Ex-presidente da Nasdaq é acusado de fraude por BNP Paribas e Santander
da Efe, em Paris
O banco francês BNP Paribas anunciou hoje que poderia perder 350 milhões de euros por sua exposição à fraude do fundo especulativo americano Bernard L. Madoff Investment Securities e o banco espanhol Santander comunicou que irá à Justiça para se defender de possíveis golpes do mesmo grupo.
Em comunicado, o BNP Paribas ponderou que não tinha investido diretamente em produtos do gerente de fundos Bernard Madoff, 70, mas que estava exposto por suas "atividades de mercados" e pelos empréstimos que concedeu a outros fundos que, por suas vezes, haviam investido nessa firma.
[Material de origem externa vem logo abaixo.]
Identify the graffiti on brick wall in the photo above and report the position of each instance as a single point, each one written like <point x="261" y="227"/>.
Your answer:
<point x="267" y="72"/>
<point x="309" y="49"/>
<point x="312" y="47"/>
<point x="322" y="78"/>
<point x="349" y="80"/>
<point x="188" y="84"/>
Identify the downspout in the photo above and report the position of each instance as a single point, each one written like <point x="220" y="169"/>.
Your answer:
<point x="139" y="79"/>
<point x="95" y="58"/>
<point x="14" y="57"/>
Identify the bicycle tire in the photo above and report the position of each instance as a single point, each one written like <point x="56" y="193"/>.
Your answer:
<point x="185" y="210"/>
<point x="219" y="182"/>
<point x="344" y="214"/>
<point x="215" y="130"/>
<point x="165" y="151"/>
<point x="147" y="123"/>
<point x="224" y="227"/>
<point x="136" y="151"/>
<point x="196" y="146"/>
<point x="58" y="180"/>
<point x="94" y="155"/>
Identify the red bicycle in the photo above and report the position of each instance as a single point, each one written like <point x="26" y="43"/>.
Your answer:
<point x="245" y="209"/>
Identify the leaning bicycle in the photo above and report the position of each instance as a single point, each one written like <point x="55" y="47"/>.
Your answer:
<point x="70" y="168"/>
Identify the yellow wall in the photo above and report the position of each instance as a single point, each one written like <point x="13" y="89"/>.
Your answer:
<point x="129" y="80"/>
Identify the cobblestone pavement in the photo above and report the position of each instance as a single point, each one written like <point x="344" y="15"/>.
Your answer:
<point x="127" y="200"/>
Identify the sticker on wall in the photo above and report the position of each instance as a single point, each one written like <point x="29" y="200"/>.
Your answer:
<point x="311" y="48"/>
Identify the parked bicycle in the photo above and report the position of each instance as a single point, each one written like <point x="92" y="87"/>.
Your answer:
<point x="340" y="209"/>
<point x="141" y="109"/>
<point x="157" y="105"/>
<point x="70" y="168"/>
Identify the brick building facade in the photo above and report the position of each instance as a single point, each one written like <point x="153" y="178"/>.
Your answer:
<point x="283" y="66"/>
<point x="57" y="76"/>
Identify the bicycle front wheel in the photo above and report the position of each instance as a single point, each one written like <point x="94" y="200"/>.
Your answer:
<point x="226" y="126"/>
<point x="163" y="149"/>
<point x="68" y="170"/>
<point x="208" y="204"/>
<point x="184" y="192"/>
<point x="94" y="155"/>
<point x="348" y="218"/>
A respeito disto, indicou que, se o valor do fundo de Madoff caiu a zero, "a perda de BNP Paribas poderia chegar a 350 milhões de euros".
A pirâmide financeira montada por Madoff pode representar uma fraude de US$ 50 bilhões, uma das maiores na história dos Estados Unidos.
Já o banco espanhol Santander informou hoje que, através do fundo Optimal Strategic, administra fundos de clientes no valor de 2,33 bilhões de euros ligados a produtos da Madoff.
O Santander anunciou que tomará as ações legais que procedam para defender os interesses dos acionistas de seu fundo cujos investimentos eram executados pela Madoff Securities.
No entanto, fontes do banco descartaram eventuais compensações para seus clientes que tenham sido afetados pelas fraudes, uma vez que elas, investigadas pela Procuradoria dos EUA, constituem crimes pelos quais o Santander "não responde".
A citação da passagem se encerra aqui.